This picture shows the breathtaking beauty of a special sky acting over the Himalaya. Scientists call the atmospheric weather phenomenon “Elfen fireworks” or “Red Kobolde”. The bright red flashes occur in thunderstorms with extreme electrical discharges. They arise from strong, mostly positively charged flashes that cease rain clouds from the upper atmosphere to earth in areas with stratiforms, as analyzes of the “Red Sprites” recently showed.
The photo is entitled “Cosmic Fireworks” and in 2023 won the “Himmelslandschafts” category in the “Astronomy Photographer of the Year” competition of the Royal Observatory Greenwich in London. Two Chinese hobby photographers recorded it in the night of May 19, 2022 near the Pumoyongcuo lake in Tibet’s highlands. At that time there was an extreme weather that extended over 200,000 square kilometers from ganges to the Himalayas.
In addition to the flashing visible in this picture, a total of 105 “red goblins” occurred that night – the highest known number during a single thunderstorm in South Asia.

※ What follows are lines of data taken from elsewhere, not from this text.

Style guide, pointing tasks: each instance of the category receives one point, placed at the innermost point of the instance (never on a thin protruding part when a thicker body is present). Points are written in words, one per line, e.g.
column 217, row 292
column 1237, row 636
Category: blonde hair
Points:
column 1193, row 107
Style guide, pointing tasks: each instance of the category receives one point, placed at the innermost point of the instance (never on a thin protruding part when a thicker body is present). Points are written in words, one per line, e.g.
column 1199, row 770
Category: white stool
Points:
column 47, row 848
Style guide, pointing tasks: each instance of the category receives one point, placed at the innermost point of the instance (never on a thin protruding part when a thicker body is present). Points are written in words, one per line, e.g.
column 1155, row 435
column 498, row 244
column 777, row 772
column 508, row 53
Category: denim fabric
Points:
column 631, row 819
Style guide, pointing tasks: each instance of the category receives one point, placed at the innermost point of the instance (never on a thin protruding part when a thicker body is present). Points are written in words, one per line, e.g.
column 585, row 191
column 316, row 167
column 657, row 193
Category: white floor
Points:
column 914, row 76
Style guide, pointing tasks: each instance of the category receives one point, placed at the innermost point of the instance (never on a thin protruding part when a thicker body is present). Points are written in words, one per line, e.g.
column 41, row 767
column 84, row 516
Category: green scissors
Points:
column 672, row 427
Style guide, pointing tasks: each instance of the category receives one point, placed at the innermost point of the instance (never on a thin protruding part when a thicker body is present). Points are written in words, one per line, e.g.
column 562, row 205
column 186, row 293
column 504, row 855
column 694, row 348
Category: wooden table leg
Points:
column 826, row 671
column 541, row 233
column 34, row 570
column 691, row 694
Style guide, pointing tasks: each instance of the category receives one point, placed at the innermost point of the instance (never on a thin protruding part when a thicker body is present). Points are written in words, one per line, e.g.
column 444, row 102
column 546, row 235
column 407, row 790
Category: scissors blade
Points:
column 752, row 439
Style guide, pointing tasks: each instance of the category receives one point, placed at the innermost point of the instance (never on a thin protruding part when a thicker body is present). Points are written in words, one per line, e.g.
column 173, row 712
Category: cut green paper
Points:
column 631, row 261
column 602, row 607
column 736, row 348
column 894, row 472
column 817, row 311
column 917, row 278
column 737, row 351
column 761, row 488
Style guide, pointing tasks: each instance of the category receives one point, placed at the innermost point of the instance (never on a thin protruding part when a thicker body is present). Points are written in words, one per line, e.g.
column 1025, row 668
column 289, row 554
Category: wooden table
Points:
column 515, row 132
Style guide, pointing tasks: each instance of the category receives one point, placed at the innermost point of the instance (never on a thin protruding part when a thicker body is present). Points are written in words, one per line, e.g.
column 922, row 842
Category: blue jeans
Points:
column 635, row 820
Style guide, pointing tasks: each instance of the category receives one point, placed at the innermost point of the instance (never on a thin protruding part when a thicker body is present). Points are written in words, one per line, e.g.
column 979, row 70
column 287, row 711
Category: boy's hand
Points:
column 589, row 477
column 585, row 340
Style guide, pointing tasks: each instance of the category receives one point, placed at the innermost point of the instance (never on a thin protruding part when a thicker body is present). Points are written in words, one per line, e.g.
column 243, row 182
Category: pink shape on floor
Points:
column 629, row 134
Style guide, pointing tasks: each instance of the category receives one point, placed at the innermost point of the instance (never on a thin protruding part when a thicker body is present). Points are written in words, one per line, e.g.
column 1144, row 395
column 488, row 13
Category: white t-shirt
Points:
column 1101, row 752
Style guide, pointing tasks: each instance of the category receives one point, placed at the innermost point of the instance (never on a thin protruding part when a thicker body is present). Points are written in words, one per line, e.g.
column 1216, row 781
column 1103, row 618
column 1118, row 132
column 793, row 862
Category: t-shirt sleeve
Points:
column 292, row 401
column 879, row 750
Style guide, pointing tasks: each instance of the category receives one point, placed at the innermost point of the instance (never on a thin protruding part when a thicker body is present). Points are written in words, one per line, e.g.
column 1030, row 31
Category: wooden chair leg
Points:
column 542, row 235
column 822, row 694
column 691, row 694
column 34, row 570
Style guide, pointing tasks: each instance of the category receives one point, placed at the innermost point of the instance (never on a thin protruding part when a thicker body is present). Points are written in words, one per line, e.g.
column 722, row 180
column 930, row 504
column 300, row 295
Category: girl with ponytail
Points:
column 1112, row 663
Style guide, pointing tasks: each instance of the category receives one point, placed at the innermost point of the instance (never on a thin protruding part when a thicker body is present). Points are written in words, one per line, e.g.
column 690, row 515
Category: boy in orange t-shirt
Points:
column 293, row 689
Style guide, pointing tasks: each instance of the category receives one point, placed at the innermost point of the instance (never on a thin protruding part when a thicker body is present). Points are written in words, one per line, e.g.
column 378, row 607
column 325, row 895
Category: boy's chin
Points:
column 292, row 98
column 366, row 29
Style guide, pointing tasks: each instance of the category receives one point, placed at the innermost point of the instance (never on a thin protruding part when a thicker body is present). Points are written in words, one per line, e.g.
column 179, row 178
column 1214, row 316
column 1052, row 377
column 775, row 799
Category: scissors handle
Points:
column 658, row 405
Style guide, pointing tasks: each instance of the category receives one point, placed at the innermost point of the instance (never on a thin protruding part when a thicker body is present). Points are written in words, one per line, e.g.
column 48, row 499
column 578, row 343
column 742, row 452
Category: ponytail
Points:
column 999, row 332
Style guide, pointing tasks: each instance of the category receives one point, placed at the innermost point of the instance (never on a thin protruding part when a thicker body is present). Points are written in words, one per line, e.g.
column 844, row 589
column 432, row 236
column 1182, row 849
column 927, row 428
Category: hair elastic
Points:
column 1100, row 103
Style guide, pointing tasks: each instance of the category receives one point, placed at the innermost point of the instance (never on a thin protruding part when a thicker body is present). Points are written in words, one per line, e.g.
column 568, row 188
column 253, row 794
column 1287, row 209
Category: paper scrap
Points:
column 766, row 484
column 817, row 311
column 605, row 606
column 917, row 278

Around half of these events were “dancing goblins”. In addition, 16 unusual secondary jets appeared and four extremely rare green luminous emissions, which are called “spirits”. It is a greenish post -light at the top of the “Red Sprites”.
“This indicates that thunderstorms in the Himalayan area can create some of the most complex and intensive electrical discharges in the upper atmosphere of the earth,” says Gaopeng LU from the Chinese University of Science and Technology. Similar strong areas of tension, but less complex discharges, there are, for example, in the Great Plains of the USA and off the coast of Europe.